これほどのスピードとなると、エネルギー消費がハンパではない。

高速で走るには、速度の3乗に比例するパワーが必要だ。陸上選手は短距離走で2.2kWを消費するといわれる。これが555と同じ体格(186cm・91kg)で100mを10秒で走る選手の値だとすると、100mを5.8秒で走る555のスピードは、その1.724倍。すると2.2kW×5.124(1.724の3乗)=11.3kWを消費するわけだ。

これがアクセルモードになると、さらに1000の3乗=10億倍で、113億kW! エヴァンゲリオンを250倍も上回ってしまう。わずか10秒とはいえ、強過ぎる。

エネルギー量が異次元!1500万℃の炎を放つ死神の長

エネルギーという点で、さらに驚愕するのは、『BLEACH』(平成13~28年※マンガ版)の山本元柳斎重國。年齢は2000歳を超え、若い死神たちから「山じい」と慕われている。

『BLEACH』に登場する死神たちは「斬魄刀(ざんぱくとう)」という刀を持っていて、その能力を全て引き出すことを「卍解(ばんかい)」という。山じいの斬魄刀「流刃若火(りゅうじんじゃっか)」は卍解時の名前を「残火の太刀」といい、東西南北の4つの形態になる。その一つである“西”が「残日獄衣(ざんじつごくい)」。これが発動すると、山じいの体は1500万℃の炎に包まれ、相手を焼き焦がす!

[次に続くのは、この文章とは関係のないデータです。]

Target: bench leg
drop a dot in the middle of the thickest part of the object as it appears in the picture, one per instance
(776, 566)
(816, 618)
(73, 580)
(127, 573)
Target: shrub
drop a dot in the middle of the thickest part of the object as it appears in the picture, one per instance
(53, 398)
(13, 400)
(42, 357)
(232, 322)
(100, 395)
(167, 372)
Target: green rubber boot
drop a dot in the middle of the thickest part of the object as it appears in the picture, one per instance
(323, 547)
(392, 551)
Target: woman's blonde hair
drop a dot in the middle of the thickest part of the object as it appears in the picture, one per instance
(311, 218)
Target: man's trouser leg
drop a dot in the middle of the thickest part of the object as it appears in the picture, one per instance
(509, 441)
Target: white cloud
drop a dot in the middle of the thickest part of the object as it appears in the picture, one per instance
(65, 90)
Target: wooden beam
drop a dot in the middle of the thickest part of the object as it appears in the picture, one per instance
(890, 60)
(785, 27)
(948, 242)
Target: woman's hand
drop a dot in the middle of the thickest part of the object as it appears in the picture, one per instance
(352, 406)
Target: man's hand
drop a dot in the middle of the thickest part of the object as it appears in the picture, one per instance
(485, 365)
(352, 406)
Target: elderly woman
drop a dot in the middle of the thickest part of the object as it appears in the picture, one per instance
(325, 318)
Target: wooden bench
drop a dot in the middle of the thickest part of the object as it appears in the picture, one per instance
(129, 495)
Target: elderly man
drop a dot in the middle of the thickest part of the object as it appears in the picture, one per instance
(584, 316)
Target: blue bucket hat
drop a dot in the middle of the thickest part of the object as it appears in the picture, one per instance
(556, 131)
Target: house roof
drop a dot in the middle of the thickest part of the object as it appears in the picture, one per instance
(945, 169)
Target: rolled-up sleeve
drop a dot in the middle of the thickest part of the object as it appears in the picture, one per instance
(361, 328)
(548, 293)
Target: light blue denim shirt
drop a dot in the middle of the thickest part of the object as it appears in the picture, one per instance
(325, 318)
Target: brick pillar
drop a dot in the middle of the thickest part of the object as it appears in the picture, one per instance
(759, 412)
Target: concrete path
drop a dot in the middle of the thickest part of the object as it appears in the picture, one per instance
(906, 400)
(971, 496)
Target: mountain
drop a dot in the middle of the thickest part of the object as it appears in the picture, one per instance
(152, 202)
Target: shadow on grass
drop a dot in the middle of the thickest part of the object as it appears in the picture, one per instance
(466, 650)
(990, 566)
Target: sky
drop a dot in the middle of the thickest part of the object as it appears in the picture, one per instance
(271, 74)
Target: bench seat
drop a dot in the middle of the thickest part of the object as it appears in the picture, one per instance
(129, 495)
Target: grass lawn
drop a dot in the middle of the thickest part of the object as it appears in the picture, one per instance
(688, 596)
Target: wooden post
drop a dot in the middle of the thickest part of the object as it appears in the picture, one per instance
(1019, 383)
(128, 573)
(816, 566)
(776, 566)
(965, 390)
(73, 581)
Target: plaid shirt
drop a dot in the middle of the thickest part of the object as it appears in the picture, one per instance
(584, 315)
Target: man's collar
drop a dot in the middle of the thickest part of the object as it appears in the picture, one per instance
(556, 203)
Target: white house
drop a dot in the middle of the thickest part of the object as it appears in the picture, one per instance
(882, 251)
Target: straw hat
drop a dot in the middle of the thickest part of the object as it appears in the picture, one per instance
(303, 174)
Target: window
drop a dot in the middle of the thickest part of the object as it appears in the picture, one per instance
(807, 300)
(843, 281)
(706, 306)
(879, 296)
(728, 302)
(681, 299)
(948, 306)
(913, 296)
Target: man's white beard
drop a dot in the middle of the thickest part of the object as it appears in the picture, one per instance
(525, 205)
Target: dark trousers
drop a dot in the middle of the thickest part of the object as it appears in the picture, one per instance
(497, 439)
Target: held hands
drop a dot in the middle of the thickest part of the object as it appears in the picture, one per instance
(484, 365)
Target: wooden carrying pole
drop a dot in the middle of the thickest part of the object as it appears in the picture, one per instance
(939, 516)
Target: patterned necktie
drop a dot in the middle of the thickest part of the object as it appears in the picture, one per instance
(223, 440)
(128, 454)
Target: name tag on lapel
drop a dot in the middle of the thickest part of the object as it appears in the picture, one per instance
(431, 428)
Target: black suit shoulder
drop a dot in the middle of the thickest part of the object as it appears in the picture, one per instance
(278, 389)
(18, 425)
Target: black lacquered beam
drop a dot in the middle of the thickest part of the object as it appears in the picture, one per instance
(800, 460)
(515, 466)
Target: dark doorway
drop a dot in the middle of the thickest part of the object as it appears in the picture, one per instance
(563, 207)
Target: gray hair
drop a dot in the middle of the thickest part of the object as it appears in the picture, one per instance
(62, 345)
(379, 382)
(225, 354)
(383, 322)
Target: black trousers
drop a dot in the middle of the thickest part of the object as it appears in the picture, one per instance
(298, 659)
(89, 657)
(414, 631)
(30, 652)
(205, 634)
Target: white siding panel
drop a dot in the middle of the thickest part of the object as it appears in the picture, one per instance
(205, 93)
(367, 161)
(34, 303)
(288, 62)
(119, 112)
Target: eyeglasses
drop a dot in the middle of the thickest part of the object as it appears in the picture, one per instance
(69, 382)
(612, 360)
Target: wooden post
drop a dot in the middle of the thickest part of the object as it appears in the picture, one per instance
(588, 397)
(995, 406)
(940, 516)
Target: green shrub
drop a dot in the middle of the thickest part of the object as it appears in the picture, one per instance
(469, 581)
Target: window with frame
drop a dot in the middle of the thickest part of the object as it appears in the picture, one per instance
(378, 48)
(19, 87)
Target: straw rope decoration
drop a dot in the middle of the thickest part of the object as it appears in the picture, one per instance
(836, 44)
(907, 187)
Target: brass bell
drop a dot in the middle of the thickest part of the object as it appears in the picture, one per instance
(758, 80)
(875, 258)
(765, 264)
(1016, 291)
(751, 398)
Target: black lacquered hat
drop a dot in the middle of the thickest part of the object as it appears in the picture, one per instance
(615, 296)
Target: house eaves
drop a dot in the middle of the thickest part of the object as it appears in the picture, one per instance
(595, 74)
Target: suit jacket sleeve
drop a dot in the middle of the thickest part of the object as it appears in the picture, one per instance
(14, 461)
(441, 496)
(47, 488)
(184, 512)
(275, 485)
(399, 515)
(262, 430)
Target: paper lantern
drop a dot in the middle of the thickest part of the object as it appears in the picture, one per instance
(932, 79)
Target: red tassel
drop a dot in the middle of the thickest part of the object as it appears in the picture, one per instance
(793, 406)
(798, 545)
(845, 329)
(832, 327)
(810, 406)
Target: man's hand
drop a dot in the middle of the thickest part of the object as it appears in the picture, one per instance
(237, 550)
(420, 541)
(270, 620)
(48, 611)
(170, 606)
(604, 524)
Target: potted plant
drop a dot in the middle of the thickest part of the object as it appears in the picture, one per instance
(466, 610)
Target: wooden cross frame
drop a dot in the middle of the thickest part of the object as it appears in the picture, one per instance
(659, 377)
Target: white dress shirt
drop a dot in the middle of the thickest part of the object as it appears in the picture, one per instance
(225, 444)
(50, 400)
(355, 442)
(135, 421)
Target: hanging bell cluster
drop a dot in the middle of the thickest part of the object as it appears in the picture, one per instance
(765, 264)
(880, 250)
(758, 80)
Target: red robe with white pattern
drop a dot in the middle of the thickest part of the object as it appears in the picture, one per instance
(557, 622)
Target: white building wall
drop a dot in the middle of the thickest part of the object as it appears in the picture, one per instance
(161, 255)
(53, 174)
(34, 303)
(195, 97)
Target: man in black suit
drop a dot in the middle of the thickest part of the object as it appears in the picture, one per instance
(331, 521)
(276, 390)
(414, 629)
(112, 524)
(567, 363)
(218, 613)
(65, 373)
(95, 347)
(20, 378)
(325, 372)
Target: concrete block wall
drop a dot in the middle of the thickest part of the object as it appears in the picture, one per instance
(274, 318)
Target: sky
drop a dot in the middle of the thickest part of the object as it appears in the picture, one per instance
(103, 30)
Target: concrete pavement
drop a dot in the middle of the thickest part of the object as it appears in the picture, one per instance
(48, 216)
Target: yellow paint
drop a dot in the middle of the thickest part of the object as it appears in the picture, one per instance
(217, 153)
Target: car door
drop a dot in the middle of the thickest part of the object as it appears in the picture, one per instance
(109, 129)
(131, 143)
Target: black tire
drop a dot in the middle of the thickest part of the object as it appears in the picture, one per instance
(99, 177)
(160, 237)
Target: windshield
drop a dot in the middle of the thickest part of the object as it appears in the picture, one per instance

山じいは「卍解した儂(わし)は その身と刃に太陽を纏っておるものと思え」と言っていたが、太陽の表面でさえ6000℃であり、1500万℃とは太陽の中心部の温度である! 科学的には「太陽にのみ込まれたものと思え」と言っていただきたかった。

そんな高温の炎を浴びたら、どうなるのか。

高温の物体が1秒間に放つエネルギーは、「表面積」と「温度の4乗」に比例する。炎の表面積は、マンガの描写からは分からないので、最低限の値を求める意味で、人体の表面積=1.6mで計算しよう。炎の表面積は、少なくともそれより広いはずだ。

ここで注意が必要なのは、「温度の4乗に比例」。数式もいろいろあるが、「4乗に比例」は珍しい。その温度が1500万℃もあったら、大変なことになる。

計算結果は460京kW(京=10の16乗)。

そのエネルギーをアラビア数字で表して、今回振り返ったキャラたちと比較すると、こうなる。

エヴァンゲリオン=46,000,000kW
日本の総発電力 =100,000,000kW
仮面ライダー555=11,300,000,000kW
山本元柳斎重國=4,600,000,000,000,000,000kW

マンガの描写から、山じいは3分ほど残日獄衣を放っていた模様。こんな熱を3分も放ち続けると、山じいを中心に半径25kmの地面が、まあるくお椀のように溶ける!

バイクで宇宙に行ったり、途轍もないエネルギーを平然と放ったり、アニメやマンガの平成は、素晴らしい30年だった。現実世界でも、来たるべき次の時代は、明るくエネルギッシュであってほしい。空想の世界が、いつもそうであるように。人間の想像力は、本当に素晴らしい!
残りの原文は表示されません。